How long it takes for the ice block to hit the ground

[chawki]

Homework Statement

5kg of ice falls away from the edge of the roof of a block of flats, at a height of 26m above the ground.

Homework Equations

ignoring the air drag, find out:
a) how long it takes for the ice block to hit the ground.
b) what is the speed at which the ice block hits the ground.
c)how much energy it transfers to the surroundings when it comes to a stop.

The Attempt at a Solution

a)
y=1/2*g*t²
t=\sqrt{}y/0.5*g
t=\sqrt{}26/0.5*9.8
t=2.3s and that's the time it takes for the ice block to hit the ground.
b)
V=g*t
V=9.8*2.3
V=22.54 m/s
c)
E=1/2*m*V²
E=1/2*5*22.54²
E=1270.129 joules

 

[Aureum]

Looks good but I would start with energy as it is more accurate because you don't lose any figures.
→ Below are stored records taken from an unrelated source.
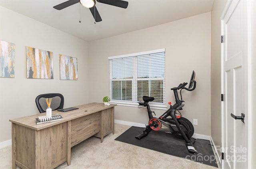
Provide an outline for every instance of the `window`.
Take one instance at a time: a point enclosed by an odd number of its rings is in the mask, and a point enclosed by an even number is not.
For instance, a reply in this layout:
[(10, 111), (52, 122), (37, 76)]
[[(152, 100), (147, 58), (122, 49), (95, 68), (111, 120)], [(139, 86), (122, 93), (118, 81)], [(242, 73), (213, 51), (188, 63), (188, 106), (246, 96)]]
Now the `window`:
[(137, 106), (154, 97), (153, 107), (165, 107), (165, 49), (108, 58), (109, 96), (118, 105)]

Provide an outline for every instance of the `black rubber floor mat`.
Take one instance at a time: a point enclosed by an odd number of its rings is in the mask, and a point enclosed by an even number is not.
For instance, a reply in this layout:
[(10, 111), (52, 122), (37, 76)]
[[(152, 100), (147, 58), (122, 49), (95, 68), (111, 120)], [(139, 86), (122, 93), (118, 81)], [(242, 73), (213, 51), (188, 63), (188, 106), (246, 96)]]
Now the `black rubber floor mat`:
[(115, 140), (154, 150), (194, 161), (218, 167), (212, 145), (209, 140), (197, 139), (194, 145), (198, 153), (188, 152), (184, 140), (164, 132), (152, 131), (147, 136), (138, 140), (135, 136), (141, 133), (144, 128), (132, 126)]

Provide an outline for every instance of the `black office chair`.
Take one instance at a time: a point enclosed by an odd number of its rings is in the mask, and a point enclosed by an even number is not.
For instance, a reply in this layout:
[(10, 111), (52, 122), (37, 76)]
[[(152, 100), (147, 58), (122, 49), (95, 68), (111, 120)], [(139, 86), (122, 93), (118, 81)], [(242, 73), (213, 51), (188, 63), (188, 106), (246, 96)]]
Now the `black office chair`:
[(51, 98), (51, 108), (52, 111), (63, 108), (64, 97), (60, 93), (40, 94), (36, 98), (36, 104), (40, 113), (46, 112), (47, 104), (46, 99)]

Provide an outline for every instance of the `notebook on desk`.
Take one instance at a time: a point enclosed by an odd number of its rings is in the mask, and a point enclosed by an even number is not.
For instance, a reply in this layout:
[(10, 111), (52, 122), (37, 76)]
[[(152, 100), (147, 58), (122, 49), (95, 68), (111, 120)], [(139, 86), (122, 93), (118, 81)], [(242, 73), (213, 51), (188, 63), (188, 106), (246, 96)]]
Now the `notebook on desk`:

U=h*m*g or Gravitational Potential Energy=(Height)(Mass)(Gravity)

1274 joules= 26*5*9.8

 

[chawki]

Looks good but I would start with energy as it is more accurate because you don't lose any figures.
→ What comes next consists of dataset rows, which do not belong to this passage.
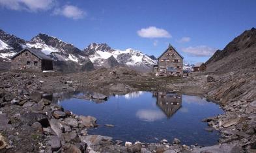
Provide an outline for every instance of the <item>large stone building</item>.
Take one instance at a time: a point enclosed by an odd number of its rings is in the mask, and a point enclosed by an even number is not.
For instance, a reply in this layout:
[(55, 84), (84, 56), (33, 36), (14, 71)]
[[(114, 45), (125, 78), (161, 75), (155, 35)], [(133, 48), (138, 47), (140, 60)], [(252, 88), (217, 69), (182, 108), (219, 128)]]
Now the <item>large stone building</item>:
[(51, 58), (38, 49), (26, 48), (12, 58), (11, 70), (53, 70)]
[(171, 44), (158, 60), (158, 65), (154, 66), (154, 71), (159, 76), (182, 76), (183, 57)]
U=h*m*g or Gravitational Potential Energy=(Height)(Mass)(Gravity)

1274 joules= 26*5*9.8

There is no potential enegry at h=0
It's the kinetic energy.

 

[Peter G.]

What Aureum means is that you used figures you got as answers to find the kinetic energy at the bottom.

The kinetic energy at the bottom is equal to the Gravitational Potential Energy at the top, as he showed: 26.5*5*9.8

 

[chawki]

Yes but we hae been asked to find the energy at ground.

 

[Doc Al]

Yes but we hae been asked to find the energy at ground.

But mechanical energy is conserved.

 

[chawki]

Yes and that's Ke+Pe
Pe=0
so only Ke is left. right Doc Al ?

 

[Doc Al]

Yes and that's Ke+Pe
Pe=0
so only Ke is left. right Doc Al ?

Of course only KE is left. But that KE equals the original PE. That's the best way to calculate it with the least amount of round-off error.

 

[chawki]

What is the correct writting?
Mechanical energy at ground = Ke+Pe (Pe at ground =0)
so Mechanical energy at ground =Ke = 1/2*5*22.54^2 = 1270.129 ?

 

[Doc Al]

What is the correct writting?
Mechanical energy at ground = Ke+Pe (Pe at ground =0)
so Mechanical energy at ground =Ke = 1/2*5*22.54^2 = 1270.129 ?

Do you agree that KE(at ground) = PE(at roof)?
If you agree, calculate the PE(at roof) = mgh and compare.

What you did is not "wrong", but unnecessary and introduces round-off errors since you are using a rounded-off value for the velocity. (That was Aureum's point.) What if they asked question c first?

(Of course, quoting an answer to 7 significant figures is a bit silly, since your data is only good to 2 significant figures. Nonetheless...)

 

[chawki]

I agree with KE(at ground) = PE(at roof) but what is the name of the law that we should mention for that?
we can say: by applying the conservation of mechanical energy we have KE(at ground) = PE(at roof)
difference of mechanical energy between ground and roof = 0 ?

 

[Doc Al]

Yes, it's just conservation of mechanical energy.

Note that we've been assuming that you've covered that topic in your course. If not, then the way you solved it was perfectly fine.